He's not complaining, but the usually regimented routine of the professional player has recently been torn asunder for Rob Herring.
The week of Ireland's World Cup quarter-final with New Zealand had just seen Herring drag himself home on a long-haul flight after Ulster's two-game tour back in his native South Africa when the phone rang early the following morning.
It was Joe Schmidt, and with Sean Cronin's World Cup over, he needed Herring to high-tail it to Japan and provide hooker cover just as quickly as he could throw his clothes on and dash to an airport to begin the process of another lengthy flight, except this time through multiple time-zones.
He landed in Japan and went straight to a training session, and then was witness to Ireland's World Cup exit as he looked on from the stands.
At least his tournament kit was secured, if nothing else, as Ireland's failure to make a first ever semi-final meant that Herring's time in the Far East was, well, somewhat shorter than he had hoped.
It was a long way to go just to provide the necessary cover and give Schmidt three fit hookers, but now Herring faced the journey back just days, and several jet-lag induced sleepless nights, after arriving.
He landed back in Belfast on the Tuesday night prior to Ulster's home game with Cardiff Blues and wanted to play, only for wiser counsel to stand the bleary-eyed and now much-travelled 29-year-old down from taking part.

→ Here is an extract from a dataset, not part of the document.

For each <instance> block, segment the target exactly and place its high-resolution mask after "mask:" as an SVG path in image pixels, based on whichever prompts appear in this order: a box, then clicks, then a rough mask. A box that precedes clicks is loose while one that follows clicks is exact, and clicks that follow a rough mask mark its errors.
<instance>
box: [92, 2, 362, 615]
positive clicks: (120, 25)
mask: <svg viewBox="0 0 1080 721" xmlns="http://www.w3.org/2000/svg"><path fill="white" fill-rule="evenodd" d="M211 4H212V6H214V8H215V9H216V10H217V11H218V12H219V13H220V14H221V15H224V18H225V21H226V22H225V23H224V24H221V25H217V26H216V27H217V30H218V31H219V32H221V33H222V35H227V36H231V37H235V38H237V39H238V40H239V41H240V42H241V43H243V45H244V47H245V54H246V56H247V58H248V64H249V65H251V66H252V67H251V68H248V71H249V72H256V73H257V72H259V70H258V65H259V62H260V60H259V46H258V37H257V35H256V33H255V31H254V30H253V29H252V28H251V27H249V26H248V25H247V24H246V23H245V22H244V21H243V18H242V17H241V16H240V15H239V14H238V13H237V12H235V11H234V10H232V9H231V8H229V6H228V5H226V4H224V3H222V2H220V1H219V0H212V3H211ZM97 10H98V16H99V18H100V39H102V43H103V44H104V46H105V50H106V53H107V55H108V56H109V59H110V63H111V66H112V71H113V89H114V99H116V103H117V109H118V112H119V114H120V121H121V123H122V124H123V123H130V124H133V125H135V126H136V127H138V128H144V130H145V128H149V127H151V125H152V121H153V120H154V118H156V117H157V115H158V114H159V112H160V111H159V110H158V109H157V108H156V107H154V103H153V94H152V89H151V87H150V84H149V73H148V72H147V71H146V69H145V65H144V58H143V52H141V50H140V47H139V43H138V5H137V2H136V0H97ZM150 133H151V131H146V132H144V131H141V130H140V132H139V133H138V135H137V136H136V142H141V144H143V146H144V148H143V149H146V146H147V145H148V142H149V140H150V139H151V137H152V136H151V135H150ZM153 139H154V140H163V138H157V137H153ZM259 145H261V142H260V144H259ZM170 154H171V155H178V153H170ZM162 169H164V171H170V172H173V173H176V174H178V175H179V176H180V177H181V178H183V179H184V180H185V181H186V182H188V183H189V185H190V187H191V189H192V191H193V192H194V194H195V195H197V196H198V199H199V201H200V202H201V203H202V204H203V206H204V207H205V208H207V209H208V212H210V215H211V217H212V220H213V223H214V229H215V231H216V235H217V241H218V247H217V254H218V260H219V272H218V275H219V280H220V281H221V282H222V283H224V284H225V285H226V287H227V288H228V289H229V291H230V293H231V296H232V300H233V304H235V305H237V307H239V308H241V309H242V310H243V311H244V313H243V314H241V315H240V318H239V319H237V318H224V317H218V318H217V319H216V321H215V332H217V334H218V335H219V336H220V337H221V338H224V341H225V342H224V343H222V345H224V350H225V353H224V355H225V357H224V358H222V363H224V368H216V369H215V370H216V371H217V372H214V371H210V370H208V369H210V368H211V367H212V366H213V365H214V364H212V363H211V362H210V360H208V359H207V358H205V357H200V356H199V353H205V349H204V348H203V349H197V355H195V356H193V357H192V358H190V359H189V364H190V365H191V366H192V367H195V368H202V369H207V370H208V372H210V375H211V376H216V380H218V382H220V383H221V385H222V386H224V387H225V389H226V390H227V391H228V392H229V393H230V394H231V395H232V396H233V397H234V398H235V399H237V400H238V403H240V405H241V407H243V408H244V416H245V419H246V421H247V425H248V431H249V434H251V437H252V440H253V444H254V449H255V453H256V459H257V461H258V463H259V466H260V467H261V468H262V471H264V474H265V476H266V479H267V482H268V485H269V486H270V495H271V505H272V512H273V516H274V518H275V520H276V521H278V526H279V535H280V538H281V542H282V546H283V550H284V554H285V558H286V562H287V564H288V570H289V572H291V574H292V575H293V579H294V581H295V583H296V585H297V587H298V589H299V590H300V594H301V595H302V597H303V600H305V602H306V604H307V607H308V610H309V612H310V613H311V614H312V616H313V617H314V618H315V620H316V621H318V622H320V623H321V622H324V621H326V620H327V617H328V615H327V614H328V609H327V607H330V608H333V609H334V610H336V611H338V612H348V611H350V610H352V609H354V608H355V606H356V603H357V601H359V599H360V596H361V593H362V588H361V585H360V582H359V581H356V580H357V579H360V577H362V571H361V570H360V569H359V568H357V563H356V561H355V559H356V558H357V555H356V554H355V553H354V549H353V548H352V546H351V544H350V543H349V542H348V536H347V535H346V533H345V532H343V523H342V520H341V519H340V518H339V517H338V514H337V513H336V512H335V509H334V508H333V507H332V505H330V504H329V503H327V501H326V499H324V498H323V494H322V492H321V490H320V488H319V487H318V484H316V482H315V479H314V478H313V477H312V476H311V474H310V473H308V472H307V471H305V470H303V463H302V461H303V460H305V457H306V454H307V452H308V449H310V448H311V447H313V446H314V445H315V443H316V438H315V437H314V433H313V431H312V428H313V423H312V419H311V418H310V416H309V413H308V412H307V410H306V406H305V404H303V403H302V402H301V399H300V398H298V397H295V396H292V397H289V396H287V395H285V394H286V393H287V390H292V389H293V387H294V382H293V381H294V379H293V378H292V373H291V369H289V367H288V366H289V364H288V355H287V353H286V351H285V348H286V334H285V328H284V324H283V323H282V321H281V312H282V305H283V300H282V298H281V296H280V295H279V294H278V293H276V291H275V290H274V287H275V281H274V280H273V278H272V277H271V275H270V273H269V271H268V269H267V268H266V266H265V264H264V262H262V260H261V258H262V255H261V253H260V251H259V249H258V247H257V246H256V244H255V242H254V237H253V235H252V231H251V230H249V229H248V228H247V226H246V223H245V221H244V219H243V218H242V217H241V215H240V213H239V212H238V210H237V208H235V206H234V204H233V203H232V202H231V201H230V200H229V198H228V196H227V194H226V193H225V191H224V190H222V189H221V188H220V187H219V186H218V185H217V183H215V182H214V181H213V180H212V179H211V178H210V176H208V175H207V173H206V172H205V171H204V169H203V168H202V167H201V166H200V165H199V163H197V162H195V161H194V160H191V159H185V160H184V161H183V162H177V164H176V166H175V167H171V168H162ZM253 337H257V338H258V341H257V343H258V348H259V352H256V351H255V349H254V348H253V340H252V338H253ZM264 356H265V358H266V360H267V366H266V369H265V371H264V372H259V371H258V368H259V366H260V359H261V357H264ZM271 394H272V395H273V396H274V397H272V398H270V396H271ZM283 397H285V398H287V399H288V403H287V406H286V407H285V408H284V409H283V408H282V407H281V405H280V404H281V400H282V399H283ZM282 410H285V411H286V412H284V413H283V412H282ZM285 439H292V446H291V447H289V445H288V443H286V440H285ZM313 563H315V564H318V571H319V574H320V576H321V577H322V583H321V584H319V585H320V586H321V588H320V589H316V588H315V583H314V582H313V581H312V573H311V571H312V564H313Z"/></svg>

Then last weekend he got 70 minutes under his belt in the rain-drenched win over Zebre and now faces the prospect of tackling Munster at Thomond Park just over a year after Ulster suffered a record 64-7 defeat at the Limerick ground.
Yes, the backdrop could have been a lot less frantic for Herring, who probably feels that he has recently been living on long-haul planes.
All in all, his life has been a bit of a blur these last few weeks.
"I got back from South Africa on the Tuesday night and woke up to a call from Joe (Schmidt) at six in the morning with 'can you be at the airport for 7.30am'," he recalls with, thankfully, a smile.
"It was a bit of a whirlwind experience and I landed in Tokyo at 7am and I was training there by 9.30.
"It was disappointing in the way it all went when I was out there but, for me personally, it was a nice experience to be part of a little bit of a World Cup, though it was tough with the different time-zones."
There was no escaping that washed-out feeling with its attendant body-clock confusion.
"When you get to Japan you don't sleep for the first few nights and I was only there for four or five nights," he says. "Then you are back on a plane and then it is 24-hours travel.
"I got back late on the Tuesday night before the Cardiff game, it took me a few days to feel alright."
It could well end up being his only shot at experiencing a World Cup as the Cape Town native will be 33 next time the tournament comes around, and he may have only just failed to make the initial cut this time after a back spasm forced him off early in August's warm-up game with Italy when Herring won his eighth cap.
"It was just unlucky," is his take on missing out in the first place.
"But now with Ulster hopefully I can put in a string of performances and start getting a bit of rhythm and then hopefully put my hand up for the Six Nations."
New coach Andy Farrell will certainly be interested in how he goes tonight up against Niall Scannell.
But on towards more pressing issues and the first interprovincial of the season at Munster.
Thankfully for Herring he was missing from the record tanking Ulster shipped there the last time they visited in September 2018.
That doesn't mean its shadow isn't hanging around.
"It has been mentioned a couple of times," Herring says of that result.
"Ultimately we want to go down there and represent our province with a performance that does us proud, and last year I don't think we got that.
"It is a tough place to go against a good side, and they haven't lost there for a while so we want to go down and hopefully put in a performance.
"We have spoken as a squad quite a bit and we have set our own goals, but for me it's about going down and firing a few shots and not waiting for them to take control of the game, meaning that suddenly you're a few points behind.
"Going down there it will be a big crowd and atmosphere and we have to start well to put a bit of pressure on them."
He does actually know what it feels like to have won while wearing an Ulster shirt at the Limerick ground having been part of the Ulster side which last tasted victory there back in May 2014.
Though over five years ago, Herring had no difficulty recalling coming off the pitch at Thomond Park with that winning feeling.
"Yes, I definitely remember it because you don't get many victories down there," he states.
"And there are a few boys in our squad that have won down there before, you have to work hard for those victories so they mean a lot when you get them."
Craig Gilroy, Stuart McCloskey, Dave Shanahan, Andy Warwick and Kyle McCall are the only current Ulster squad members, along with Herring, who were there that day.
It's a neat piece of history but of little real value to Herring and the team togging out in Limerick later tonight.
They want the here and now, a win to keep them second in Conference B and a result they can take towards Europe when they travel to Bath next weekend.
Herring reckons there is more to come from Ulster and today would be a good time to show it.
"I think this season we have been okay but we haven't hit our full stride yet and haven't had the complete performance yet. This weekend it's going to take that to get the victory down there," he adds.
At least there are no time-zones for this journey.